During an arts symposium in 2021 to commemorate the centennial of the Tulsa Race Massacre, local officials began thinking about ways to build on the success of the multi-day event. In a way, this spring’s Sovereign Futures gathering will be a continuation of that effort.
In another sense, however, Sovereign Futures will mark the beginning of a new project that The University of Tulsa hopes to turn into an arts triennial.
“We’re building on what we’ve done before, but it’s also sort of Year Zero,” said Jeff Van Hanken, department chair and Wellspring associate professor of film studies. “If this all comes together, it could be the beginning of something very special for the university and the city of Tulsa.”
During a four-day gathering that starts April 4, artist-led projects in multiple locations will explore the theme of sovereignty through the lens of food, land, speculative futures, and histories of the place that is now called Oklahoma.
Allison Glenn, a visiting curator in charge of organizing Sovereign Futures, conceived of it as “an opportunity to understand what might be possible” if Tulsa makes it a triennial.
In 2021, Glenn was working as associate curator of contemporary art at Crystal Bridges Museum of American Art in Bentonville. Arkansas. She drove to Tulsa to see the centennial commemoration, which she describes as a “momentous occasion.”
The events included displays, performances, historical tours, and documentaries presented throughout the Greenwood neighborhood. The memory of that experience made Glenn want “to have really deep and engaged conversations” during this year’s Sovereign Futures event.
Collaborating with Van Hanken and other curatorial advisers, Glenn has planned “a constellation of artists’ projects” along with performances, meals, and panel discussions.
“It’s a proof of concept” for a triennial, she said. “The approach of working on this project has been incredibly rewarding and informative. I’ve learned a lot about pre-statehood Oklahoma and all of the dreams and desires of the region and the key players.”
If it does develop into a triennial, the next Sovereign Futures would come in 2027, not long after the planned grand opening of the rebuilt Gilcrease Museum. A new world-class facility along with a top-notch triennial would draw tremendous attention to Tulsa and the university, Van Hanken said.
“There are a lot of eyes on this project from the art world,” he said. “And, absolutely, this will open doors for our students who are looking to become practicing artists themselves, or perhaps they’re interested in arts management or in museum studies. There’s even a kind of a space within this for entrepreneurial studies and the ways that art can trigger economic development, public safety improvements, and health improvements. There’s quite a wide range of ways that a university can participate in this project.”

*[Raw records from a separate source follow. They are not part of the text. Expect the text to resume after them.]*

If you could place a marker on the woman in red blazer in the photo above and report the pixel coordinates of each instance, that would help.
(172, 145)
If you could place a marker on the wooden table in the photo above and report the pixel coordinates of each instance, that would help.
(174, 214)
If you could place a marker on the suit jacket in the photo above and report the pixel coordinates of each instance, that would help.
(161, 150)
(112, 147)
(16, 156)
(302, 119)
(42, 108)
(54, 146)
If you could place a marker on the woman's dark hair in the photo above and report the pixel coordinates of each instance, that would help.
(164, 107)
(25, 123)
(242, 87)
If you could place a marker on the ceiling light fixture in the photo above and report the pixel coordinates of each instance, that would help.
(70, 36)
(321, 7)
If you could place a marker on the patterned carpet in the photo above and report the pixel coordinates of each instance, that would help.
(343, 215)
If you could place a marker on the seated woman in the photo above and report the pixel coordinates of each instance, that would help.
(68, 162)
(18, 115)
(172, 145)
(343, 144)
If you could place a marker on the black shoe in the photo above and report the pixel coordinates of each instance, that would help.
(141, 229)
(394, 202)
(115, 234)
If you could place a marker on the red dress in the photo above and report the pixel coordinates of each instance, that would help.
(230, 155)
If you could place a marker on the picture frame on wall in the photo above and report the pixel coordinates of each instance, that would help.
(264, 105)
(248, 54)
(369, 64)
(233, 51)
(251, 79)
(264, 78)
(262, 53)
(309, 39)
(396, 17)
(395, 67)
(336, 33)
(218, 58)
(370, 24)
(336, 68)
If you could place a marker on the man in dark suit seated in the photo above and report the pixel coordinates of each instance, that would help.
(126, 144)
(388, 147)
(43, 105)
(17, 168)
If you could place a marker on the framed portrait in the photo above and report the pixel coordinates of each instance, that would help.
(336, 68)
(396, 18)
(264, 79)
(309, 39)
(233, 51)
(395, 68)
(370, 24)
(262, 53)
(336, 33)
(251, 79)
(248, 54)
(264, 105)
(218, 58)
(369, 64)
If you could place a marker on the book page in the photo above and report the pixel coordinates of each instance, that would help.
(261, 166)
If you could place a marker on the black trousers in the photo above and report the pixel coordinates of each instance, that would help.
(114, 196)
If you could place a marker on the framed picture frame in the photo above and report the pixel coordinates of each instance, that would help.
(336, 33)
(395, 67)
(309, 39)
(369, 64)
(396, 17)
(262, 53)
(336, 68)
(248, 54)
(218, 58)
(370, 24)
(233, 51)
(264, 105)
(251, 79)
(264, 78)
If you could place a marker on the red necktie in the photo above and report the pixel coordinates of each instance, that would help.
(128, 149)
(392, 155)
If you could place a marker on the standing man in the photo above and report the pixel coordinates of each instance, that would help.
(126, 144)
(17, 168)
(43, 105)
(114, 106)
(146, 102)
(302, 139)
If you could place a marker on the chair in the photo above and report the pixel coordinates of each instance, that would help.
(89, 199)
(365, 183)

Three art history students will participate in the 2024 symposium along with two film studies majors, Van Hanken said. Both of those students will also be involved in documenting the event while others will work behind the scenes. “They are the staff so to speak,” Van Hanken said. “And it’s a pretty high-profile, remarkable entry into the art world for them.”
Convening sites will include Circle Cinema, Tulsa’s oldest and only nonprofit movie theater; Fulton Street Books, an independent bookstore on Black Wall Street; the Osage Nation’s Harvest Land Farm; the historically Black pioneer town of Boley, about 65 miles southwest of Tulsa; the Guthrie Green, downtown Tulsa’s urban park and performance space; and interdisciplinary artist Kalup Linzy’s Queen Rose Art House, a social and critical art space that hosts performances, exhibitions, and short-term artist residencies.
Curatorial advisers to the project include Kalyn Fay Barnoski (Cherokee Nation enrollee, Muscogee (Creek) descent), assistant curator of Native American art at Philbrook Museum of Art; visual artist Yatika Starr Fields (Cherokee, Muscogee (Creek) and Osage); Caleb Gayle, journalism professor at Northeastern University and New York Times Magazine contributing writer; and interdisciplinary artist Rick Lowe, co-curator of Greenwood Arts Project in 2021.